It’s certainly been an interesting year so far. The first two quarters of 2015 saw some relatively healthy signs the economy was on the mend and the Fed would surely raise rates at their July round of FOMC meetings. But during the  Real Estate Jobslatter part of May and throughout June, those thoughts began to fade as reports of an economic slowdown appeared. GDP numbers for Q1 were disappointing and job growth was weaker than expected. The unemployment rate continued to drift lower but many attributed that to the number of those simply leaving the workforce entirely, keeping them out of the unemployment calculations.
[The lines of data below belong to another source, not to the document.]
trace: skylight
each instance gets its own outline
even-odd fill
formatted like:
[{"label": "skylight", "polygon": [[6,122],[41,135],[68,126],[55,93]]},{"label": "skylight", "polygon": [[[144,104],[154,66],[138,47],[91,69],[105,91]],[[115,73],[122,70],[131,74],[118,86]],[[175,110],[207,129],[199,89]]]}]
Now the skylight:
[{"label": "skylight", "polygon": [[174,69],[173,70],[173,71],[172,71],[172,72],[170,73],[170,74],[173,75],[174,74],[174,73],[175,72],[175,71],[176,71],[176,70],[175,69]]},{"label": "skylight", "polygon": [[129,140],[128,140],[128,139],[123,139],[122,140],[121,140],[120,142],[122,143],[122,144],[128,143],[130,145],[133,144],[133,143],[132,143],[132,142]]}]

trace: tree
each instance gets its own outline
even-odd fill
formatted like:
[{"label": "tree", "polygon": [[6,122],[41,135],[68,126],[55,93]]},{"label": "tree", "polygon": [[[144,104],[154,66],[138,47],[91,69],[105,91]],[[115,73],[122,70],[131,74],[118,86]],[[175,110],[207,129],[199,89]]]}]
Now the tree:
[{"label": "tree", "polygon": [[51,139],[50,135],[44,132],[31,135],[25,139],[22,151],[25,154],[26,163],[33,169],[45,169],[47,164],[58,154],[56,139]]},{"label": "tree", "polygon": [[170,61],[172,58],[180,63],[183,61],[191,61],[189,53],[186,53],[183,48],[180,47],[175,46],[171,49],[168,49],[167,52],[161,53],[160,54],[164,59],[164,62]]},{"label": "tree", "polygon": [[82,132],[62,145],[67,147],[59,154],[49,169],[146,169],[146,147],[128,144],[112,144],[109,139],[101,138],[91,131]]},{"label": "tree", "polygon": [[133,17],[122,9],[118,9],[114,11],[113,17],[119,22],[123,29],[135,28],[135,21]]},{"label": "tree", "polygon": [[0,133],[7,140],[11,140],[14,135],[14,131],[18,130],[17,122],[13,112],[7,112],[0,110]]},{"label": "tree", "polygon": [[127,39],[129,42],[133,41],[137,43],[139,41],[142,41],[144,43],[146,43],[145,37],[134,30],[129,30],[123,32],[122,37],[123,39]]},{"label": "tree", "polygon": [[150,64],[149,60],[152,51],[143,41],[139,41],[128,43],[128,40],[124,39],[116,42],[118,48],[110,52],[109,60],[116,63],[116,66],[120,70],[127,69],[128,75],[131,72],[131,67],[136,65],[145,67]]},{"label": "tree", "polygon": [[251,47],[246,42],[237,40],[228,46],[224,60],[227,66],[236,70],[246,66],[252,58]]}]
Yet today’s Unemployment Report and Non-farm Payroll numbers perhaps reaffirmed the notion that the Fed will indeed raise rates in December for the first time in years. The headline unemployment rate fell from 5.1% to 5.0% yet the number of new jobs created got more attention. In October, there were 271,000 new jobs, an amount closer to what is needed for a real economic jump start and the strongest reading of the year.  Anything above 300,000 and economist generally agree the economy has some steam and while we’re not quite there with the October data at least the engine seems to be heating up.

The Fed has clearly stated on multiple occasions that a 2.0% annual inflation rate is a target and retail inflation has had some trouble getting to that number. Wage gains have been flat for some time and when consumers don’t have more money they don’t spend. In October, wages jumped to an annualized 2.5 percent rate, which by any measure is a good sign. More jobs created and workers earning more mean a rate increase is on the way.

For real estate investors, mortgage bonds have already priced in the initial rate increase by the Fed and more data will be needed before another move is made but mortgage bonds are retreating and Treasury yields are rising in anticipation of the next Fed move.